¿Cuánto nos cuesta un refugiado?

Fernando Salgado
Fernando Salgado LA QUILLA

OPINIÓN

15 sep 2015 . Actualizado a las 14:26 h.

Reconozco mi especial sensibilidad en este asunto. Por mi origen: soy nieto e hijo de emigrantes. Por fidelidad a las raíces: pertenezco a un país que, estrujado en el torno de la miseria, se desparramó por el mundo. Y por el dictado de la razón egoísta: el inmigrante aporta al país de acogida más de lo que recibe. No hago distinción entre la marea de refugiados que huyen de la guerra, como los sirios que se arraciman en las costas griegas o los campos húngaros, y la marabunta de africanos que intentan saltar las concertinas de Europa. Todos son fugitivos. Unos escapan de la muerte y otros del hambre. Lo intentan, cuando menos.

Como a todo bien nacido, me conmueve el drama y los iconos de la tragedia, como la imagen del cadáver de un niño abandonado en una playa turca. Y me asquean las muestras más obscenas de racismo y xenofobia, como la protagonizada por esa seudoperiodista húngara -cámara en ristre y mascarilla en el morro para evitar el contagio- que patea y zancadillea a los leprosos que se cruzan en su camino. O esa frase pornográfica escupida por un ultraderechista polaco en el Parlamento Europeo: «Son basura humana que no quieren trabajar». Mira quién habla.

Cubierto el desahogo, reservo mi indignación para los gobernantes europeos que regatean, como en un mercadillo de ocasión, el cupo de refugiados que corresponde a cada país. Todos expresan su solidaridad de boquilla, pero todos -exceptuemos a Alemania, esta vez la más sensata- reclaman la cuota más reducida. Consideran el gesto una carga para sus maltrechas economías. El propio Jean-Claude Juncker, abanderado de este «asunto de justicia histórica», marca límites a la solidaridad: «Europa no puede dar cobijo a toda la miseria del mundo».

Lo que me sorprende no es la administración de la solidaridad a cuentagotas, sino la estrechez de miras de tan cualificados hombres de negocios. La inmigración, sea de origen económico o político, comporta más beneficios que costes.
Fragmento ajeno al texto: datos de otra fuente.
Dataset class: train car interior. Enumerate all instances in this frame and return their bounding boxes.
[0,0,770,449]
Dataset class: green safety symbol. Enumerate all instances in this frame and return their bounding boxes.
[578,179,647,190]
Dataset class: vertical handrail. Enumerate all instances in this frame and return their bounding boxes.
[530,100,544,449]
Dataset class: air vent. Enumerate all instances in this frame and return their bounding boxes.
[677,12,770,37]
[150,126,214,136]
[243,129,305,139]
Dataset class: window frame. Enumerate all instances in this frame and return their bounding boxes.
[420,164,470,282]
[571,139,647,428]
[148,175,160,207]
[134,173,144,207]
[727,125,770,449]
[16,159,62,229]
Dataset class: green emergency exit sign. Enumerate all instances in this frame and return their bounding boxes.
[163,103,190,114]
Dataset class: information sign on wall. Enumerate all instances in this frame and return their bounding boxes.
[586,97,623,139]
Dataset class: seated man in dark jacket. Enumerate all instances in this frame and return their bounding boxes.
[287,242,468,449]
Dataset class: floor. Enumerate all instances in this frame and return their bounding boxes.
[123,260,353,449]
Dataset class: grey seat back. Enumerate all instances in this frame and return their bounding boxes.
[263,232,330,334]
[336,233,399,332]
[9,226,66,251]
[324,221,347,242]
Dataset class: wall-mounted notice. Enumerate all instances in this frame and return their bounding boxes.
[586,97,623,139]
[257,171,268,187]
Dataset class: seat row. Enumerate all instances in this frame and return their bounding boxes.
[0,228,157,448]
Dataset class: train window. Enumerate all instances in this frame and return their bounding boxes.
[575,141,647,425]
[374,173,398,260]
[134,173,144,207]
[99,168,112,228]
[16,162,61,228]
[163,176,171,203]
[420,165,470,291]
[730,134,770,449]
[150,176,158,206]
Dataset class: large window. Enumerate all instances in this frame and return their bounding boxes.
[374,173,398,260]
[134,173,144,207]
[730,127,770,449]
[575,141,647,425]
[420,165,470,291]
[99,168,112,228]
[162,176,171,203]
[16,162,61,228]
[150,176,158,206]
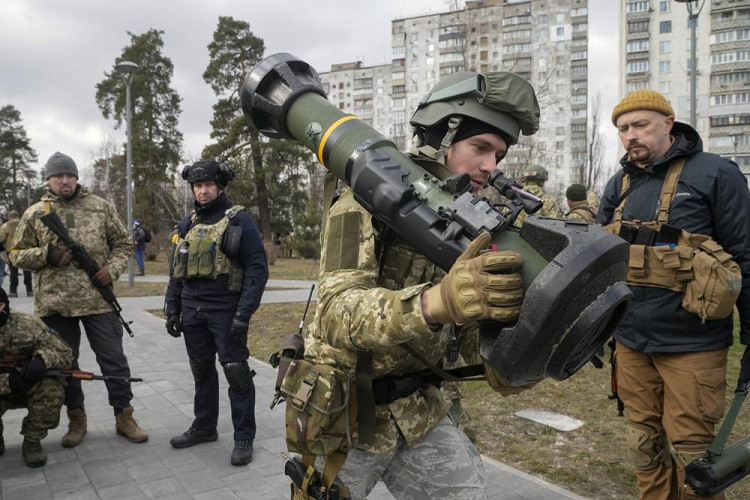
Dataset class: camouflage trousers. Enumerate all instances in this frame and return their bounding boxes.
[338,417,487,500]
[0,378,65,441]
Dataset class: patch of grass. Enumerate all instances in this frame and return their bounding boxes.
[137,259,750,500]
[115,281,167,298]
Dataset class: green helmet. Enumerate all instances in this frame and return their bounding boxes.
[523,163,549,182]
[409,71,539,145]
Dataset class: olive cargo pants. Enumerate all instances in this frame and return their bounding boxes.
[615,342,728,500]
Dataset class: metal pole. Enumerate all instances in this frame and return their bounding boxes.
[688,14,700,128]
[125,73,135,288]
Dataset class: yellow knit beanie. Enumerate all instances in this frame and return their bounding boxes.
[612,89,674,126]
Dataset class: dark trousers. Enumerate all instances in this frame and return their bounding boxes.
[182,306,255,440]
[42,312,133,413]
[8,264,32,293]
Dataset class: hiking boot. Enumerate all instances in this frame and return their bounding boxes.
[62,408,87,448]
[169,427,219,448]
[115,406,148,443]
[21,438,47,467]
[230,440,253,465]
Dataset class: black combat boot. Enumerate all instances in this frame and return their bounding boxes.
[230,439,253,465]
[169,427,219,448]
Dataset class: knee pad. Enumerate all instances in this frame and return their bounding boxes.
[190,358,217,384]
[672,443,711,469]
[626,422,667,470]
[221,361,255,393]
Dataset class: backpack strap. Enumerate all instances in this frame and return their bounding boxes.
[613,157,686,225]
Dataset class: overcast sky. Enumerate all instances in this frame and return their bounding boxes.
[0,0,619,177]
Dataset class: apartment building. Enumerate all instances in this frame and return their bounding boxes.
[321,0,588,199]
[620,0,750,184]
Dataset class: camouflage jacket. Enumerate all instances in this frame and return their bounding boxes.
[0,312,73,396]
[565,200,596,222]
[516,180,562,227]
[305,190,478,453]
[586,189,601,213]
[0,219,18,247]
[8,187,133,317]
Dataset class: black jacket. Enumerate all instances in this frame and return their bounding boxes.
[165,193,268,321]
[597,122,750,352]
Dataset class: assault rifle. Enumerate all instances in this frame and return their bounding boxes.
[0,360,143,382]
[281,453,351,500]
[39,212,133,337]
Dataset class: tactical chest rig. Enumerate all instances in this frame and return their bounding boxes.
[605,158,742,322]
[173,205,245,292]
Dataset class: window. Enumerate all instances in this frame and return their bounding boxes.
[628,21,648,33]
[711,92,750,106]
[627,1,649,13]
[627,61,648,74]
[627,40,648,54]
[628,82,648,92]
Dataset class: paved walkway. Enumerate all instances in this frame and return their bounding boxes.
[0,276,582,500]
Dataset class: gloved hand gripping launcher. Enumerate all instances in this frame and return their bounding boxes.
[240,53,632,386]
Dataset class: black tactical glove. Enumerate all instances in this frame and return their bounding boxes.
[165,314,182,338]
[21,356,47,385]
[230,316,250,340]
[737,345,750,390]
[8,371,34,398]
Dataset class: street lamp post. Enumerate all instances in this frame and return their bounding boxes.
[729,132,745,163]
[675,0,706,128]
[115,61,138,288]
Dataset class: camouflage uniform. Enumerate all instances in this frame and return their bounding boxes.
[516,179,562,227]
[305,190,485,498]
[10,186,133,411]
[0,313,73,442]
[565,200,596,222]
[8,187,132,317]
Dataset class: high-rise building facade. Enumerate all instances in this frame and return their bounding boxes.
[620,0,750,184]
[321,0,588,199]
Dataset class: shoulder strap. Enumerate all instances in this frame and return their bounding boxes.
[613,157,685,224]
[320,172,339,234]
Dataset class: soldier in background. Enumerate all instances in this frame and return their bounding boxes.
[9,152,148,447]
[0,289,73,467]
[516,164,562,227]
[565,184,596,222]
[0,210,34,297]
[165,160,268,465]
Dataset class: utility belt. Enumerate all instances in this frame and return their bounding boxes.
[372,365,484,405]
[372,372,442,405]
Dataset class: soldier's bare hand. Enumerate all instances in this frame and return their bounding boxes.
[94,267,112,286]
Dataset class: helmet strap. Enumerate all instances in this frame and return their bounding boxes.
[437,116,463,161]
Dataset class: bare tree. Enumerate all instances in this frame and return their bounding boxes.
[581,92,607,191]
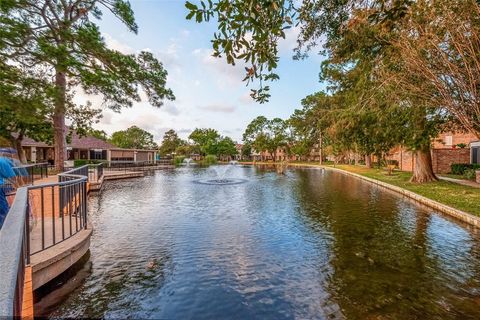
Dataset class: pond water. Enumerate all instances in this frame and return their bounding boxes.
[35,166,480,319]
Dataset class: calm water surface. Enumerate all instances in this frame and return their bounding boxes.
[36,166,480,319]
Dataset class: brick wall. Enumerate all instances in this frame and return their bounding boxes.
[432,148,470,173]
[387,148,470,173]
[386,147,415,172]
[432,132,478,149]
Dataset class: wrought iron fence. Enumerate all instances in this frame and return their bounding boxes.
[88,162,105,183]
[0,163,48,194]
[0,166,88,318]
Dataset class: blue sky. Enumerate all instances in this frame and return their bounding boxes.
[85,0,324,142]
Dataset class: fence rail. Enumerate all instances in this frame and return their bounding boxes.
[0,166,89,319]
[88,162,105,183]
[0,163,48,193]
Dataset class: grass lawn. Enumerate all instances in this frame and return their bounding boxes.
[326,165,480,216]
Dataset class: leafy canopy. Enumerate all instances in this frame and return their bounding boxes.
[110,126,158,150]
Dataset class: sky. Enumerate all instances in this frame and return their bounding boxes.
[77,0,324,142]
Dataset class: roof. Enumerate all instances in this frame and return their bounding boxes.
[22,132,117,150]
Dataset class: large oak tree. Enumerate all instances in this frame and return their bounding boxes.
[0,0,174,169]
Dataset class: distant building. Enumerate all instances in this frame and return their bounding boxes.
[22,133,157,164]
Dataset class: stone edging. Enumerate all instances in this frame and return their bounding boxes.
[282,164,480,228]
[321,166,480,228]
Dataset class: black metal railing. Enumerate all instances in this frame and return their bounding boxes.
[0,163,48,193]
[0,188,29,319]
[0,166,88,319]
[88,162,105,183]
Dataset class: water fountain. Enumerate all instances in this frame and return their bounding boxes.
[196,165,247,185]
[183,158,193,166]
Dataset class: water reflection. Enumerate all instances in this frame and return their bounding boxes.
[37,166,480,319]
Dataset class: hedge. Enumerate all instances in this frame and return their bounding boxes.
[450,163,480,175]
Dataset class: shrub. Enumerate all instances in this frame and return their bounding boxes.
[73,159,88,167]
[202,154,217,166]
[450,163,480,175]
[387,160,398,168]
[463,169,476,180]
[173,156,185,166]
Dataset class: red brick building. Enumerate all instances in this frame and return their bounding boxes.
[387,132,480,173]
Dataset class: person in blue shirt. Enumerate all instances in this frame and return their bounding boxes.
[0,157,15,229]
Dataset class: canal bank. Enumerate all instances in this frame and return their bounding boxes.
[36,166,480,320]
[246,162,480,227]
[0,163,171,318]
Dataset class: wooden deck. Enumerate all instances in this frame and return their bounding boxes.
[22,266,33,319]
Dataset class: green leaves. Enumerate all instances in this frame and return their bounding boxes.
[243,116,288,153]
[185,0,293,103]
[110,126,158,150]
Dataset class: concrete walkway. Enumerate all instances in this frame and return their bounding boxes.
[438,175,480,188]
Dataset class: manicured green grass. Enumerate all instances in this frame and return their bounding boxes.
[328,165,480,216]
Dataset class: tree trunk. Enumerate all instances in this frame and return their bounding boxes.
[365,154,372,169]
[53,70,67,172]
[12,133,27,164]
[318,132,323,165]
[410,148,438,183]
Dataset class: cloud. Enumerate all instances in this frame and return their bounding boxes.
[192,48,246,88]
[103,33,136,54]
[100,110,114,124]
[160,102,181,116]
[198,104,237,113]
[238,91,256,104]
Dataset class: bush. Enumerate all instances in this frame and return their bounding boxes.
[386,160,398,168]
[202,154,217,166]
[173,156,185,166]
[463,169,477,180]
[450,163,480,175]
[73,159,88,167]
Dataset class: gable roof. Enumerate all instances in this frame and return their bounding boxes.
[22,132,116,150]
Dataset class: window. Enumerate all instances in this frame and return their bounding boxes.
[445,136,453,146]
[472,146,480,164]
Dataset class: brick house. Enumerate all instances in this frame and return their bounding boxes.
[386,132,480,173]
[22,132,157,164]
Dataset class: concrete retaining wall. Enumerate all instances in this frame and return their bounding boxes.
[322,167,480,228]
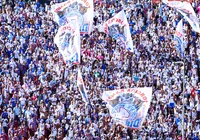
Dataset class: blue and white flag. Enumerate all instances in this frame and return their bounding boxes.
[102,87,152,129]
[54,23,80,64]
[174,20,184,58]
[77,69,89,103]
[51,0,94,34]
[99,10,133,52]
[162,0,200,33]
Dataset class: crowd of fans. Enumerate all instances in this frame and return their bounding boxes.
[0,0,200,140]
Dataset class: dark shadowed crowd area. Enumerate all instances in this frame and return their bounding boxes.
[0,0,200,140]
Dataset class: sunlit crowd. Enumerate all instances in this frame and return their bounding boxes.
[0,0,200,140]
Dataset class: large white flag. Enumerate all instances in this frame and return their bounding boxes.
[77,69,89,103]
[102,87,152,129]
[162,0,200,33]
[54,23,80,64]
[51,0,94,34]
[99,10,133,52]
[174,20,184,57]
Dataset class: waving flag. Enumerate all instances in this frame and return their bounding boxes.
[99,10,133,51]
[102,87,152,129]
[54,23,80,64]
[51,0,94,34]
[77,69,89,103]
[163,0,200,33]
[174,20,184,57]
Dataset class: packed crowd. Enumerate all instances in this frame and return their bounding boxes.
[0,0,200,140]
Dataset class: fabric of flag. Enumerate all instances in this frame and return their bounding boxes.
[54,23,80,64]
[102,87,152,129]
[99,10,133,52]
[77,69,89,103]
[51,0,94,34]
[162,0,200,33]
[174,20,184,57]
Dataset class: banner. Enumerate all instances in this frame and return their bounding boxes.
[174,20,184,57]
[54,23,80,64]
[77,69,89,103]
[99,10,133,52]
[102,87,152,129]
[162,0,200,33]
[51,0,94,34]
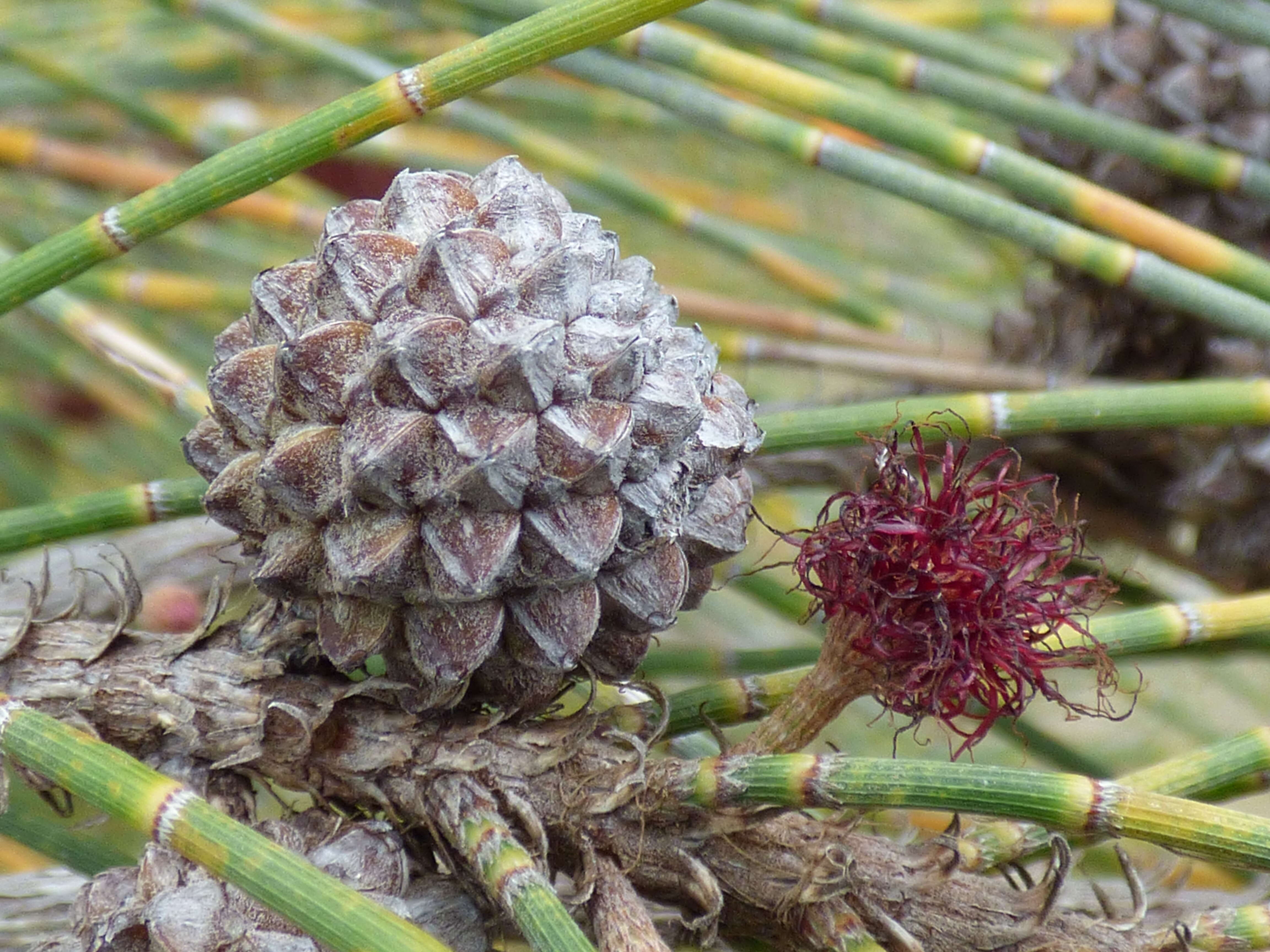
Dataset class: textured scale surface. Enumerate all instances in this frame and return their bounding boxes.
[185,157,761,708]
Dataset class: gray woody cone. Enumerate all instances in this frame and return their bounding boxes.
[185,157,761,707]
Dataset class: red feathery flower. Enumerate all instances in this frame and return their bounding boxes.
[795,425,1115,756]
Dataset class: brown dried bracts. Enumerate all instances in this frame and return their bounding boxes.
[0,622,1199,952]
[33,808,489,952]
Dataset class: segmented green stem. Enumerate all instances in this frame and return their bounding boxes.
[0,476,207,552]
[610,665,815,737]
[957,727,1270,869]
[635,591,1270,741]
[426,774,596,952]
[757,377,1270,453]
[615,21,1270,299]
[777,0,1059,89]
[188,0,902,328]
[0,0,711,312]
[650,754,1270,869]
[711,331,1054,390]
[1151,0,1270,46]
[1120,727,1270,800]
[853,0,1115,29]
[0,694,446,952]
[546,48,1270,339]
[1043,591,1270,656]
[71,267,251,312]
[679,0,1270,198]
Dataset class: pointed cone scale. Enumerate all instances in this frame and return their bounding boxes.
[184,157,761,713]
[207,344,278,449]
[679,470,754,569]
[521,495,622,584]
[248,259,318,344]
[405,227,509,321]
[321,512,428,602]
[203,453,265,536]
[257,426,340,522]
[422,505,521,602]
[314,231,419,324]
[504,581,599,672]
[277,321,375,423]
[403,599,503,681]
[318,597,400,672]
[251,523,326,598]
[597,543,688,631]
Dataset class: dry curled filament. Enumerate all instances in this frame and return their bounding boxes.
[791,424,1116,755]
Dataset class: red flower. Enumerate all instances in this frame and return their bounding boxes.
[795,426,1115,756]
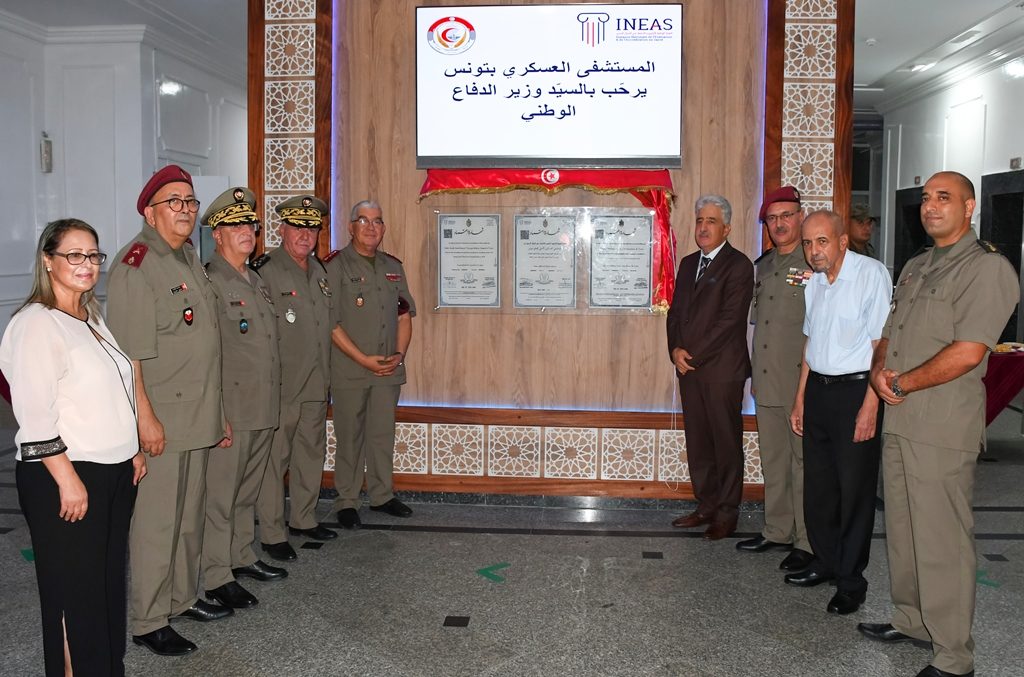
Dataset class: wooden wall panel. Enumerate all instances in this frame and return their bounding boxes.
[335,0,766,412]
El inmigrante consume e incentiva la inversión, impulsa el crecimiento económico y mejora la renta por habitante en el país de acogida. Aporta más en impuestos de lo que recibe en prestaciones sociales. El Gobierno español estimaba que, durante el primer lustro de este siglo, la mitad del crecimiento del PIB se debía a la contribución de los inmigrantes. Y eso son palabras mayores. Ya lo explicaba Jordi Pujol, cuando todavía lo considerábamos honorable: el inmigrante es ese camarero que sirve café al jubilado, al mismo tiempo que ayuda a pagarle la pensión.

Estas cosas deberíamos saberlas los gallegos, pueblo envejecido que camina hacia la extinción, sin necesidad de leer a Jagdish Bhagwati: nuestros abuelos y nuestros padres aportaron más a las economías americanas o centroeuropeas de lo que recibieron a cambio. Y deberían saberlas los gobernantes europeos para que, si en su caso la solidaridad no los motiva en exceso, atiendan al menos las razones del interés.